I have researched all MSDN information on SoapHeaders and have built the solution the way Microsoft says to. That actually happens to be my problem. What they suggest is that you create a class derived from the SoapHeader class and include a string member to hold the value for the header. The problem is that the SoapHeader class creates the tag from the name of your derived class and then creates another tag off of your variable name within that class. I need something different, some other answer.
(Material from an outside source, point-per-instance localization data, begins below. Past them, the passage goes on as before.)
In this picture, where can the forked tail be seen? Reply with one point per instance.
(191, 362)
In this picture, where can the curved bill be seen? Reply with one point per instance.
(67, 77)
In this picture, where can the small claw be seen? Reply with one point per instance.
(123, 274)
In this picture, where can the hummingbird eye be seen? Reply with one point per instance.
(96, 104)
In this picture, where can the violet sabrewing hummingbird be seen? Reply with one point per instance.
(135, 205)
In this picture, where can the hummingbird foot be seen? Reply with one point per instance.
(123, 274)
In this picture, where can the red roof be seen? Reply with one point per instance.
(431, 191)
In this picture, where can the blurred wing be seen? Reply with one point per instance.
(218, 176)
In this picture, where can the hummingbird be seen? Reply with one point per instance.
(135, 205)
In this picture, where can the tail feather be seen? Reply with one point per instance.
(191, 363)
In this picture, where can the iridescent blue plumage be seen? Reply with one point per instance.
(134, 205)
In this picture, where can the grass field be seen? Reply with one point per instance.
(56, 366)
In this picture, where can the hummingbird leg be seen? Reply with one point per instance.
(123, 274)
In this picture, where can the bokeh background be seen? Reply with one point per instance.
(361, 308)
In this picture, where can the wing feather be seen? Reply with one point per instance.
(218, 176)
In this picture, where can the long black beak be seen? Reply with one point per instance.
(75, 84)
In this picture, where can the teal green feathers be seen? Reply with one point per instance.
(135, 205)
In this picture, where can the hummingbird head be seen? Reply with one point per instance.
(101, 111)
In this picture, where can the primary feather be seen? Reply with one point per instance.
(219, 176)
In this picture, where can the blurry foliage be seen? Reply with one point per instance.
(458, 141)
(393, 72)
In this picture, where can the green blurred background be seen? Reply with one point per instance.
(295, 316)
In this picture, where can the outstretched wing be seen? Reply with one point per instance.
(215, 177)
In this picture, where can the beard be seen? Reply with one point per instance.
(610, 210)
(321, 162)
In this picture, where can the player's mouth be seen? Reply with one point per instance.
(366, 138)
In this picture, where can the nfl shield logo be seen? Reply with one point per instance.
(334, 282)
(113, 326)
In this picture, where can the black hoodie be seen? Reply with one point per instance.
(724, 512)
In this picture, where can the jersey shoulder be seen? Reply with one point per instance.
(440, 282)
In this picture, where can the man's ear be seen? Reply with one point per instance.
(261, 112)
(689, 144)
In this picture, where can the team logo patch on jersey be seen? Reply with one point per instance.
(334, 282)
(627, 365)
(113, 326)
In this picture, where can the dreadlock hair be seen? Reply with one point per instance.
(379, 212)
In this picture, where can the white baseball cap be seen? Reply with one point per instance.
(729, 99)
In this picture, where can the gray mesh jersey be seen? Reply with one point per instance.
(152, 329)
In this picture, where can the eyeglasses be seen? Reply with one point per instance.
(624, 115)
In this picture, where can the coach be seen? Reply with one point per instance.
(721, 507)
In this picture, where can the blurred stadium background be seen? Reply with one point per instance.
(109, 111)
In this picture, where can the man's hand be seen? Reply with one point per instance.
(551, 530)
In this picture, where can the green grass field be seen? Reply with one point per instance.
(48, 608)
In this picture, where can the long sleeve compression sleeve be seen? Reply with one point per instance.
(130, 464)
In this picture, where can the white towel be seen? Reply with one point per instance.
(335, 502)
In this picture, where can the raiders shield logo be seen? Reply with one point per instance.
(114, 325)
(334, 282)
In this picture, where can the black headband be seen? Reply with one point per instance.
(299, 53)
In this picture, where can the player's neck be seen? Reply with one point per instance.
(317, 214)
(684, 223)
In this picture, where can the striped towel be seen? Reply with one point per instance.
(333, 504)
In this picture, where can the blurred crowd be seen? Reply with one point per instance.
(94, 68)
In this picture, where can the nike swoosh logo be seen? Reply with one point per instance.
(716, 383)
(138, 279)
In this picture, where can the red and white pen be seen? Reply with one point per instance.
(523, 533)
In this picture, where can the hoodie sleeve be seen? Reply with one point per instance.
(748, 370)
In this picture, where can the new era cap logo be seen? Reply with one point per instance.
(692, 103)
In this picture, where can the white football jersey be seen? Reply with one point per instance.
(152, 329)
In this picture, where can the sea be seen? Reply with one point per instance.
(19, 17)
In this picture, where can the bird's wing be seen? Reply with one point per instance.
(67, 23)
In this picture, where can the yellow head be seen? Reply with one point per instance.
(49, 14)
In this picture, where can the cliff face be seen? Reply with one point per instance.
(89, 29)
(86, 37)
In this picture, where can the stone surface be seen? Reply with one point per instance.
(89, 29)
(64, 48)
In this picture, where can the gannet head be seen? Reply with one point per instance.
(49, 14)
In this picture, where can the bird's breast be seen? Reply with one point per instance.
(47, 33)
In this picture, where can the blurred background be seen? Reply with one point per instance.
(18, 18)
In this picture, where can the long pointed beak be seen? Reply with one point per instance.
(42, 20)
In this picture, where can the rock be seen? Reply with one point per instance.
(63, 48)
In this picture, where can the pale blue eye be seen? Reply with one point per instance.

Below is an example:

#public __gc class HostArea : public SoapHeader
{
public: String * Value;
};#

You attach it to your WebMethod as so:

#HostArea * myHeader;

[WebMethod]
[SoapHeader(S"myHeader")]
MyTransactionResult * MyTransactionRequest(String * GUID, String * XMLTransaction, Int32 Loc);#

You call it inside the class as so:

#String * sHostName = S"";
char szTempHostName[50];

GetRRNhost (szTempHostName, sizeof(szTempHostName));
sHostName = &szTempHostName[2];
myHeader->Value = sHostName;#

And it Produces:

#<soapenv:Header>
<c28:HostArea>
<!--Optional:-->
<c28:Value>ABC</c28:Value>
</c28:HostArea>
</soapenv:Header>#

This is a problem because what the receiving code on the server wants to see is this:

#<soapenv:Header>
<c28:HostArea>ABC</c28:HostArea>
</soapenv:Header>#

Has anyone ever had to deal with this? Does anyone know how to set the SoapHeader without using a class that produces multiple tags?